2022年、即位70年を迎えたエリザベス女王。
イギリス国民にとってエリザベス女王とはどんな存在なのか。
イギリス全土で盛大に行われた「プラチナ・ジュビリー」を通じて見えてきたものとは。
(前ロンドン支局長 向井麻里)
集めた王室グッズは1万点以上
熱烈な王室ファンとして知られるマーガレット・タイラーさん(78)。

両親の影響で王室好きになったというタイラーさんは、40年前のチャールズ皇太子とダイアナさんの結婚をきっかけに王室グッズを集め始めたといいます。
これまで集めてきたマグカップや置物、写真などは1万点以上。
王室グッズで埋め尽くされている自宅は博物館のようです。

エリザベス女王にも4回面会し、沿道で直接、花束を渡したこともあるというタイラーさん。
ロンドン市内の自宅の外壁には、エリザベス女王をはじめとする王室メンバーのプレートがかかげられ、閑静な住宅街のなかでひときわ目立っていました。

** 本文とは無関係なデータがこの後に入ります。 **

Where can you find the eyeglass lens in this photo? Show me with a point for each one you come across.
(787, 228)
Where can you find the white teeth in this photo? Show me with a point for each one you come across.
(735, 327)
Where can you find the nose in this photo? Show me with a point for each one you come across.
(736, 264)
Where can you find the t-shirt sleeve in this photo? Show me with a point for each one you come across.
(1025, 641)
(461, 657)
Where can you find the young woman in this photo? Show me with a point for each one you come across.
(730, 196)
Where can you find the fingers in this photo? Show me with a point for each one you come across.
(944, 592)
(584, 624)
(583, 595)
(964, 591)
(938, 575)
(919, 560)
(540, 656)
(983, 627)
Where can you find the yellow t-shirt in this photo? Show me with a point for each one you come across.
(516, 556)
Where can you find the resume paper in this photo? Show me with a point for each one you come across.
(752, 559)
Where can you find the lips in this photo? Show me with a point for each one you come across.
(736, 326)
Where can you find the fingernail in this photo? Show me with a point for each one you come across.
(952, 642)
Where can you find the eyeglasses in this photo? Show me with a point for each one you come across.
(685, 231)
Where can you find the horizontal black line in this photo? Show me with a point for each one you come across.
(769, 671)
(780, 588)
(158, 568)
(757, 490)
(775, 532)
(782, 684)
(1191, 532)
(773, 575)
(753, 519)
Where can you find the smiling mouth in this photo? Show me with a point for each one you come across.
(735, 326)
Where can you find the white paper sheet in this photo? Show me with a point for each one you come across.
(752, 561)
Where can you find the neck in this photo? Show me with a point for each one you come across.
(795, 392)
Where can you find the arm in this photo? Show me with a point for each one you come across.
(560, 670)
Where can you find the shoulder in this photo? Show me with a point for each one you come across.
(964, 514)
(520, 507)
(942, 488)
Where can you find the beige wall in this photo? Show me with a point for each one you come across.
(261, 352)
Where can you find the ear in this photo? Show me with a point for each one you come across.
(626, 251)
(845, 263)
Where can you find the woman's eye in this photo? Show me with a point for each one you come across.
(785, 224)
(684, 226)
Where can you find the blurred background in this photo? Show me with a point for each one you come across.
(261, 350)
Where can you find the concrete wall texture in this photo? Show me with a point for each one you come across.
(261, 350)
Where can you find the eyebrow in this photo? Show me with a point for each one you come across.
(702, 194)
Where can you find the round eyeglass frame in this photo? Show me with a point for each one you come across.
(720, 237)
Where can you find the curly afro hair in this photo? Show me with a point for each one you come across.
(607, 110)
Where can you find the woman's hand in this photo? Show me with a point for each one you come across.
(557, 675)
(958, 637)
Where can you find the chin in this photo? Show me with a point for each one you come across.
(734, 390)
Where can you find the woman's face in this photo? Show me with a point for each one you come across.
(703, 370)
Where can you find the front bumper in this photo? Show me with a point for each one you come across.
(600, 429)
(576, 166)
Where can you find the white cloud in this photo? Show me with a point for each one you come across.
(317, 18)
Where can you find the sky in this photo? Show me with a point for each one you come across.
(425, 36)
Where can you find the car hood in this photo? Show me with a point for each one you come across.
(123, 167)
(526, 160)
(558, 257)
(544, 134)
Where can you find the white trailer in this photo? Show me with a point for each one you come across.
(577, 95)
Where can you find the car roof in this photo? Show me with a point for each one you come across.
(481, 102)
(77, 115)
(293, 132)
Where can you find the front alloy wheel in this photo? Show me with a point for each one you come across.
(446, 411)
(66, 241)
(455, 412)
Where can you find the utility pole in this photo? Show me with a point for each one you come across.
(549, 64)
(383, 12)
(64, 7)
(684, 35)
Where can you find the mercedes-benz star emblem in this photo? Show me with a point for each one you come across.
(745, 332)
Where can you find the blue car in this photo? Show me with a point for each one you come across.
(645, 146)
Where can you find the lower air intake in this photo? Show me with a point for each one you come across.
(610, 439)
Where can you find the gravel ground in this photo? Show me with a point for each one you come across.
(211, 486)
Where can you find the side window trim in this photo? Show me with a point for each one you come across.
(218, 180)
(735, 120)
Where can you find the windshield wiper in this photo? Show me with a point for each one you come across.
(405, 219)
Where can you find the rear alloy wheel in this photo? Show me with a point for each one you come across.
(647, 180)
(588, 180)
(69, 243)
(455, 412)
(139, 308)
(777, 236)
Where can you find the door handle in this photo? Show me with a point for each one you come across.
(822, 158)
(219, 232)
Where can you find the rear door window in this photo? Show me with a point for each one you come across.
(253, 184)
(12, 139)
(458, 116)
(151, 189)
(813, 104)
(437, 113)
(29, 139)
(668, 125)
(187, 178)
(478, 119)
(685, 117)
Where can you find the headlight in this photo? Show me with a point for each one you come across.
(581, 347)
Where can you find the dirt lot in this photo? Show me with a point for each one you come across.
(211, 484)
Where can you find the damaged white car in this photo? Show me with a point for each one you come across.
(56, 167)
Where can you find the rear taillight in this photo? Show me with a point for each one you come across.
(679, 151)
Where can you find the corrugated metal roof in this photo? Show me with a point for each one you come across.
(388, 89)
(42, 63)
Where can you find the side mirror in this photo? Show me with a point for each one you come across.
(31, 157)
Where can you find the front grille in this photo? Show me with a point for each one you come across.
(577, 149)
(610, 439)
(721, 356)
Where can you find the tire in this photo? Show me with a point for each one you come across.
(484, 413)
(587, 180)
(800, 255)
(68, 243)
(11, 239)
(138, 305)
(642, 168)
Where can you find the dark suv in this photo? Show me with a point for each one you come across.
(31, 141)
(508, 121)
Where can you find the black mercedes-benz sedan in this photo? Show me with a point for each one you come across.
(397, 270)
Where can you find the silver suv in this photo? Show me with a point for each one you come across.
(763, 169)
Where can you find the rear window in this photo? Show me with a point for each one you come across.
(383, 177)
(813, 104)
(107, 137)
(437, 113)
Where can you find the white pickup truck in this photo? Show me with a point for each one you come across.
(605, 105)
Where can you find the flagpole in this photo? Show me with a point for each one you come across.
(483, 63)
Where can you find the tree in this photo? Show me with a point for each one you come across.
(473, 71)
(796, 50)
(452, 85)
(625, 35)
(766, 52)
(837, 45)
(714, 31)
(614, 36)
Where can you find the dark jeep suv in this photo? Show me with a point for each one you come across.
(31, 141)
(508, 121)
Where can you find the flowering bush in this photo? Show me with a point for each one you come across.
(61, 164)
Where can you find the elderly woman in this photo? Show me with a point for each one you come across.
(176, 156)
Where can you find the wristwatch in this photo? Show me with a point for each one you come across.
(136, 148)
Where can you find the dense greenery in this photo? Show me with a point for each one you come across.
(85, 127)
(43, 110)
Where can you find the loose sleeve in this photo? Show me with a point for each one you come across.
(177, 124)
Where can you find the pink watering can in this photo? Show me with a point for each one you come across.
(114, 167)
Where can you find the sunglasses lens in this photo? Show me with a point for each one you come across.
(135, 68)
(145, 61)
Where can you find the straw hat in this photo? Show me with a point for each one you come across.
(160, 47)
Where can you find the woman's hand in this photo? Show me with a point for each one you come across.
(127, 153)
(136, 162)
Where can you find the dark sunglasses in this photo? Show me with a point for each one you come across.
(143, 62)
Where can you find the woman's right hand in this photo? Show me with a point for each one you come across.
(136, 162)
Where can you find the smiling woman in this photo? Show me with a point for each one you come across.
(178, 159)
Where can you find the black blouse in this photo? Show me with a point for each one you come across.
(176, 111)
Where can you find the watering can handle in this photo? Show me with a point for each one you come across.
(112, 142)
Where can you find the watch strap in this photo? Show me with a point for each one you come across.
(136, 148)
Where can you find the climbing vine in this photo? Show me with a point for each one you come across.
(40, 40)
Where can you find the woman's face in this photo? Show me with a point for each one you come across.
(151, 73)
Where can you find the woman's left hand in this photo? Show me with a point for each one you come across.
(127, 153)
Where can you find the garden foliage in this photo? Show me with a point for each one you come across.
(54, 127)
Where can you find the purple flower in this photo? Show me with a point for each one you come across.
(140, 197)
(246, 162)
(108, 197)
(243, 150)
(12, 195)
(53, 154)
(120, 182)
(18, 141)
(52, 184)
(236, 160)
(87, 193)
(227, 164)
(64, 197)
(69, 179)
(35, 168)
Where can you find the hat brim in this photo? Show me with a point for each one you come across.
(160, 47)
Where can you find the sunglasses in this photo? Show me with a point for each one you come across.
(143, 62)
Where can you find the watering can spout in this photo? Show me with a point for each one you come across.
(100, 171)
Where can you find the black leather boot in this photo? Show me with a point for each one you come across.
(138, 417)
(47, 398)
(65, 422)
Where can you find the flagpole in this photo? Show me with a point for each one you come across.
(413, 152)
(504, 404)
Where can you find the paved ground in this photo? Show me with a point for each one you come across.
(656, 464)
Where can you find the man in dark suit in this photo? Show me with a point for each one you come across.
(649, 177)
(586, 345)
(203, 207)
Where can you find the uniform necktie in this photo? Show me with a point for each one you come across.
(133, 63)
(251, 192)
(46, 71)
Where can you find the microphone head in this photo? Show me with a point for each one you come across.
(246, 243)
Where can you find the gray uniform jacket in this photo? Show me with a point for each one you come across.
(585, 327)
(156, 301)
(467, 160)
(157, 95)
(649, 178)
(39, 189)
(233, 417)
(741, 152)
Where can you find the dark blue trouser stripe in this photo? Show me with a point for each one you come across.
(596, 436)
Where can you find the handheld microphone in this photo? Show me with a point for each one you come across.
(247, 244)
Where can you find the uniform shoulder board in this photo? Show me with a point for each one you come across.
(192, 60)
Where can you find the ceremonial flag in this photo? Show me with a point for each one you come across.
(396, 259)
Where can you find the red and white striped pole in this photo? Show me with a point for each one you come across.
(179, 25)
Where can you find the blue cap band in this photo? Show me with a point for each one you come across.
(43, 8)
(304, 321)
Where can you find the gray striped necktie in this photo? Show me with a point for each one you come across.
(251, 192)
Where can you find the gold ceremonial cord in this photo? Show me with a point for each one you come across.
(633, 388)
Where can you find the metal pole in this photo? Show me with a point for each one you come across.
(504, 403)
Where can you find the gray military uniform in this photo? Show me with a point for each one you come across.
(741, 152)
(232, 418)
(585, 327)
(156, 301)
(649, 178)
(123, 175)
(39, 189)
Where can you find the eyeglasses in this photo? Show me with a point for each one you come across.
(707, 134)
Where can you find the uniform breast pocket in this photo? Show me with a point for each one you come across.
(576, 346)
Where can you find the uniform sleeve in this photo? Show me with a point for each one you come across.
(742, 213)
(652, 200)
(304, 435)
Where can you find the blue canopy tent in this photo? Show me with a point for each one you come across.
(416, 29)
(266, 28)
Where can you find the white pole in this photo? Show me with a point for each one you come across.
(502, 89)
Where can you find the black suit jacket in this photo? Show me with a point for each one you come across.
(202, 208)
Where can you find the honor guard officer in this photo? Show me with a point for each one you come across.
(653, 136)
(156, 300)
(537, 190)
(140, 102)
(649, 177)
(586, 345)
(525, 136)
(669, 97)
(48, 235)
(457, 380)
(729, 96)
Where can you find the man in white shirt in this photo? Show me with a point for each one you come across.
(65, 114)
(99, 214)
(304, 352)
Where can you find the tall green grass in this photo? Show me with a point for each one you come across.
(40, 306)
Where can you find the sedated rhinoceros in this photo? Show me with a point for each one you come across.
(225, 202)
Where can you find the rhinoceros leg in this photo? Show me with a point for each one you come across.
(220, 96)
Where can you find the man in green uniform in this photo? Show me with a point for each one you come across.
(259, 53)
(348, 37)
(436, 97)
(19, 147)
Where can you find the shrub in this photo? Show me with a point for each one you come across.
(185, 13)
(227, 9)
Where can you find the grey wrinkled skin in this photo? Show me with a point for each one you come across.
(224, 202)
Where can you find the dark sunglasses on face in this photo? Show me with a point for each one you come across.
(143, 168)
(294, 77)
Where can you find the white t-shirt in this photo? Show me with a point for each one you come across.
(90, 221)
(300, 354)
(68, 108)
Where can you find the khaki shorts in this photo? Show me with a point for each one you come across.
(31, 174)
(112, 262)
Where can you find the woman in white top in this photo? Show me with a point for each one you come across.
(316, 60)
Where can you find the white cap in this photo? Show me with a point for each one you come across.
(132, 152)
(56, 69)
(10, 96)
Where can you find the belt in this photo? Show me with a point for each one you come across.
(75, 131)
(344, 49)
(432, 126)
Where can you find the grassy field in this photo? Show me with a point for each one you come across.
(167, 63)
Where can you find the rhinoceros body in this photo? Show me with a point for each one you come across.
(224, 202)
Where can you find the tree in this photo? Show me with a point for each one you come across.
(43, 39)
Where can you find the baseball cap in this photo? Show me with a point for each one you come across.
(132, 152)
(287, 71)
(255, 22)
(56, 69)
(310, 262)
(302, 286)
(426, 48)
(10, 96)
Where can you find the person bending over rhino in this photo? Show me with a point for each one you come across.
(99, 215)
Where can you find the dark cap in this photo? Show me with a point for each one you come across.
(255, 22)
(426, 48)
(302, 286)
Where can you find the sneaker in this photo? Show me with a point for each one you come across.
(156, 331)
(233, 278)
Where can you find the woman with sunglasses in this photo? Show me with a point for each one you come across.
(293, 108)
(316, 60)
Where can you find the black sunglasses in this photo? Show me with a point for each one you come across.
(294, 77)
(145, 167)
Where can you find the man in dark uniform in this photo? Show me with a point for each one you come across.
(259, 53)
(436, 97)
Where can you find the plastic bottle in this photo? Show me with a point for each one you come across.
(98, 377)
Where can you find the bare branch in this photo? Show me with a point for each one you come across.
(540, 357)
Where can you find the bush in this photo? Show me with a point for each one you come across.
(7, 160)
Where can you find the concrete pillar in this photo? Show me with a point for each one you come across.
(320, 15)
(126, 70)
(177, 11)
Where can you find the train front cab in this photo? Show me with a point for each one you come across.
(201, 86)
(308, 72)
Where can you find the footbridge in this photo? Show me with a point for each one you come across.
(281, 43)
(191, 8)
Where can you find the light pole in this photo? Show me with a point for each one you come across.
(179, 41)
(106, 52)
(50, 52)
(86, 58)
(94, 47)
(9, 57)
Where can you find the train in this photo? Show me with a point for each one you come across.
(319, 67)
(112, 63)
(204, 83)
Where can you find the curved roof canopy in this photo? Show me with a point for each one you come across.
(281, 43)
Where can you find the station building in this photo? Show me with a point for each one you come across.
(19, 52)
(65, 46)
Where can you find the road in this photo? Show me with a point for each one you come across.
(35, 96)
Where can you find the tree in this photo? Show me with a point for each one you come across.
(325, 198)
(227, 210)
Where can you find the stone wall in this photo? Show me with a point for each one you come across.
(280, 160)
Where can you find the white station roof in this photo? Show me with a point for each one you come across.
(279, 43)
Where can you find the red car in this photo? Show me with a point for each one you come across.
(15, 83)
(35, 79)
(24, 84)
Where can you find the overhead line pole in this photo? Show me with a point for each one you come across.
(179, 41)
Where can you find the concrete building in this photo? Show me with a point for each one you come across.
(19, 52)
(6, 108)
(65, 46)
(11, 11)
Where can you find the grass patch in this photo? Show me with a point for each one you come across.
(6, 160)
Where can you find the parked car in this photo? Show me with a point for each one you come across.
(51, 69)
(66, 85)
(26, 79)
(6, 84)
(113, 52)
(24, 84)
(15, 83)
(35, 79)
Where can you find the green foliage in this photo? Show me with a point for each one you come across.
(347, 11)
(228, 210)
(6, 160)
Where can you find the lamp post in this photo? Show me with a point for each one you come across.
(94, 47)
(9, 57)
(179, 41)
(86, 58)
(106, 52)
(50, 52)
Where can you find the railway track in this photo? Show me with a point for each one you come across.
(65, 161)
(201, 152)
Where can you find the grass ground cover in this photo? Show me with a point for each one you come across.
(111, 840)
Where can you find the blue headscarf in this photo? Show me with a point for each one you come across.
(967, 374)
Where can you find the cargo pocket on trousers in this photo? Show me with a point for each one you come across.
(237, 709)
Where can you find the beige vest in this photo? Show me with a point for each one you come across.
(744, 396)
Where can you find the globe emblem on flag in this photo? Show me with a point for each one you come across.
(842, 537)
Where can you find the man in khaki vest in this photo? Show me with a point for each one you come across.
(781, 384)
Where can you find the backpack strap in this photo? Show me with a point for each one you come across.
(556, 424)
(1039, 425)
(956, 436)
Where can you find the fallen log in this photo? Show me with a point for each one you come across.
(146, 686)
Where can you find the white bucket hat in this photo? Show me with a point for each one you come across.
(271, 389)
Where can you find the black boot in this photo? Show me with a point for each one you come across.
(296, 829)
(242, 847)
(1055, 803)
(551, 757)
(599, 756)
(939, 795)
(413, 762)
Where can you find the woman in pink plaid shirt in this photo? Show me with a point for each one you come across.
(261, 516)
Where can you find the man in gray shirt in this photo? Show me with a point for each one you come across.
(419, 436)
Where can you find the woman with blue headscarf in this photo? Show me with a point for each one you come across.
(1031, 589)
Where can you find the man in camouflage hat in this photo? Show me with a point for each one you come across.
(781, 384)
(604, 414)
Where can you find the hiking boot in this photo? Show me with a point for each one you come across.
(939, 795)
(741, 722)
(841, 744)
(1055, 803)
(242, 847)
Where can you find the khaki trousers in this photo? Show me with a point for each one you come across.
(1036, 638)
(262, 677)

タイラーさんはイギリスにとって女王は「大地の母」のような存在だと話します。
マーガレット・タイラーさん
「女王はいつも私たちのことを気にかけてくれます。96歳になっても私たちのために働き続ける女王がいてくれることはとても幸運なことです」
エリザベス女王が愛するあの犬も
街なかでは、今もちょっとユニークなアートイベントが開かれています。
女王のペットとしても知られる犬のコーギーのアートです。
「プラチナ・ジュビリー」の期間中から始まり、ロンドン市内には、さまざまなアーティストがデザインした色とりどりのコーギーがおよそ20体、広場や公園などに置かれています。

これまでに飼ったコーギーは少なくとも30匹にのぼるとも言われるエリザベス女王。
幼少のころからコーギーをペットとしてかわいがっている様子が写真でも残されています。

イギリスの人たちにとっても「コーギーと言えばエリザベス女王」とすぐに連想できるようで、「ジュビリーだね」などと言いながら、かわいらしいコーギーのアート作品を写真におさめていました。
記念グッズもさまざま
王立造幣局が発売した記念コインがこちら。

「プラチナ・ジュビリー」バージョンの50ペンス硬貨です。
50ペンスは日本円で約83円(9月8日のレートで計算)ですが、販売価格はなんと7ポンド(約1158円)。市場に流通するコインではありませんが、なかなか強気な値段設定です。

老舗の百貨店では「ジュビリー」を記念した紅茶が販売されていたほか、一般のスーパーでも「ジュビリー・エディション」とうたったソースやドレッシングも手ごろな値段で販売されていて、ジュビリー特需を狙ったビジネスが活況でした。
プラチナ・ジュビリー通じて見えてきたものは
即位70年を記念する「プラチナ・ジュビリー」。
イギリスで即位70年というのは前例がなく、6月2日から4日間にわたり国をあげて祝賀イベントが行われました。

エリザベス女王をなんとか一目見たいという人たちは数日前から会場周辺にテントをはって泊まり込んでいました。
イギリス国内だけでなく、アメリカやカナダ、遠くは南半球のオーストラリアから来た人たちもいて、女王の人気を物語っていました。

10年ほど前に比べると王室を支持する人の割合は減少し、特に若い世代の王室離れが指摘されています。
ただ、多くのイギリス国民にとって、エリザベス女王は生まれた時から「君主」であり、あらゆる場面に登場し、時代をともにしてきた存在です。
思いは人それぞれではあるものの、その存在は人々の心に強く刻まれていると感じました。